Catherine de Medici had 10 children: three became French kings, one became Queen of Spain (as wife of Philip II). Her youngest son was a serious candidate to wed England's Queen Elizabeth.
The Queen Mother was a lavish spender who insisted on mounting extravagant "magnificences" in total disregard for France's precarious financial state. She would even impose taxes on the ever-suffering populace to finance her exercises of excess. She formed her own company of scantily clad dancing girls ("the flying squadron") which proved quite popular.
Catherine was not a hardcore religious type (like Spain's Philip II) but attended Mass regularly. She was not threatened by the rise of Protestantism and sought to meet their demands by peaceful means. She was superstitious: when a seer predicted the death of her husband King Henry II at a tournament, she begged him not to compete (he did anyway and was killed in an accident).

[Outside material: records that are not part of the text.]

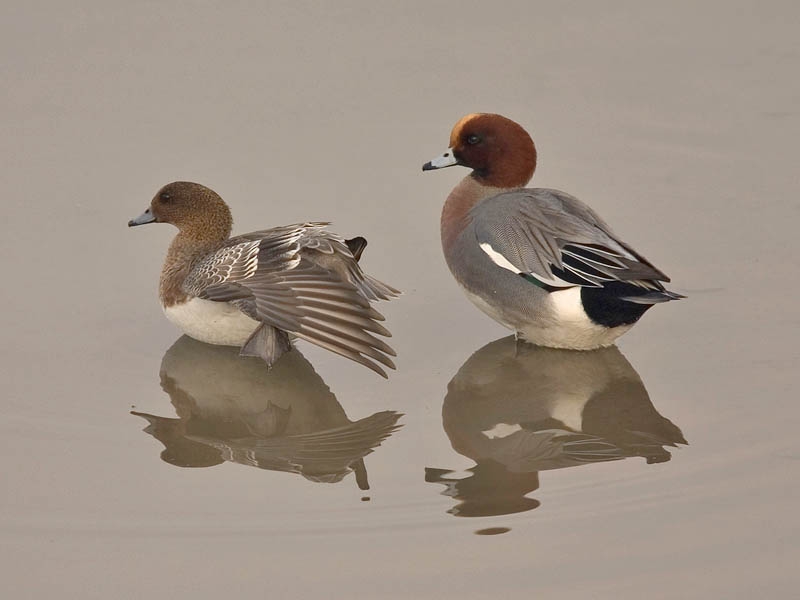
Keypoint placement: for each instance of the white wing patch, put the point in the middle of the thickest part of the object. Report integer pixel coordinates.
(499, 259)
(503, 262)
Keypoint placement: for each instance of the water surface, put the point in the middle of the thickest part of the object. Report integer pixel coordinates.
(138, 464)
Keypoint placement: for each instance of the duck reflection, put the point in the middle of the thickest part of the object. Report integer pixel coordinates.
(517, 409)
(231, 408)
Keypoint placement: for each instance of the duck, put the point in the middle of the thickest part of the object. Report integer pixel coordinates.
(538, 261)
(261, 290)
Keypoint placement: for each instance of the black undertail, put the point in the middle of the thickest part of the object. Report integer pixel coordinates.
(607, 305)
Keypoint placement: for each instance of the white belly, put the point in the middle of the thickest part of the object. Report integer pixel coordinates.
(212, 322)
(564, 325)
(570, 327)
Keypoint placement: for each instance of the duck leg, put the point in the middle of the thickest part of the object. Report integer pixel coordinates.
(267, 343)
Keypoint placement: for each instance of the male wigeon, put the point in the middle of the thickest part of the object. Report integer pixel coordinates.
(258, 289)
(538, 261)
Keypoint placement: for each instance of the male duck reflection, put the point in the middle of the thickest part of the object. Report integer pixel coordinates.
(517, 409)
(284, 419)
(257, 289)
(538, 261)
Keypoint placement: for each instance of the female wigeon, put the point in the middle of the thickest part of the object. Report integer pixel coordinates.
(258, 289)
(538, 261)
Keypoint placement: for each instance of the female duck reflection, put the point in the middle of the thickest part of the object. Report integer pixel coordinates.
(231, 408)
(517, 409)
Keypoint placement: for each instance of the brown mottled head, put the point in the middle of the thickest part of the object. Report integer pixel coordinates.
(192, 208)
(499, 151)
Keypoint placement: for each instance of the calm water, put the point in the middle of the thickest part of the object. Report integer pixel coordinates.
(141, 464)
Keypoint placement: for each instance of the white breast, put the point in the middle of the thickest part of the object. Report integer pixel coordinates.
(212, 322)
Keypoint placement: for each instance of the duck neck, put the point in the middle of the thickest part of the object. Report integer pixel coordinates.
(455, 213)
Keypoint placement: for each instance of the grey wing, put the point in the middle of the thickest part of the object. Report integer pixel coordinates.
(273, 283)
(557, 240)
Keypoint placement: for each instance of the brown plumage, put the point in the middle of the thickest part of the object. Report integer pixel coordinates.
(257, 289)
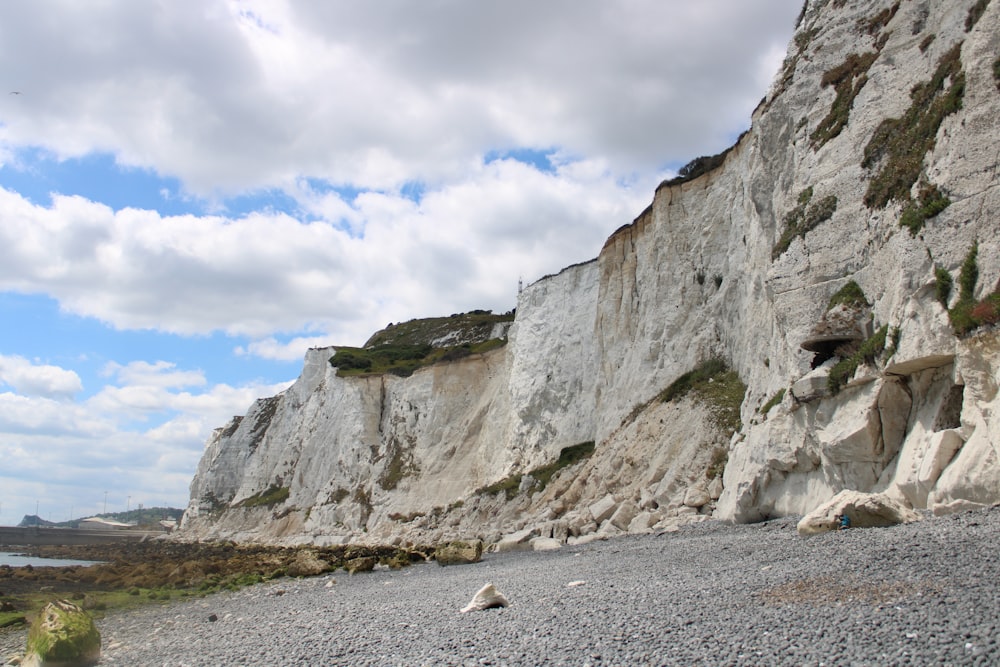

She presided over eight Wars of Religion: civil wars between Protestants fighting for their right to worship freely, and Catholics trying to keep the country from splitting apart. The author discusses Catherine's many diplomatic efforts to resolve the difficulties peacefully. But treacherous behavior among hardcore Huguenots eventually hardened her attitude, culminating in the disastrous Massacre of St Bartholomew of 1572, which killed as many as 30,000 men, women, and children all over France.
Catherine loved architecture, ate heartily (she was fat), and was an enthusiastic horseback rider. She adored her husband Henry II even though he preferred to spend his time with a mistress. She worshipped her son King Henri III, a transvestite who frequently ignored his royal duties to spend time with his young male companions ("mignons").
Catherine was not what contemporary thinkers would call a "good mother." While she worshipped Henri, she ignored her other children. At the outset of the Massacre of 1572, she put her daughter Margot in mortal danger by allowing her to stay at the Louvre, even though the building was about to be overrun by assassins. Years later, Catherine even proposed "eliminating" Margot in order to allow her husband Henri of Navarre to marry a woman who was more capable of bearing children.
I would not call this a "sympathetic" biography. While the author emphasizes Catherine's diplomatic efforts, the Queen Mother clearly lived up to the Medicis' darker reputation by approving numerous political assassinations.
This book is full of interesting information, and also contains several full-color illustrations.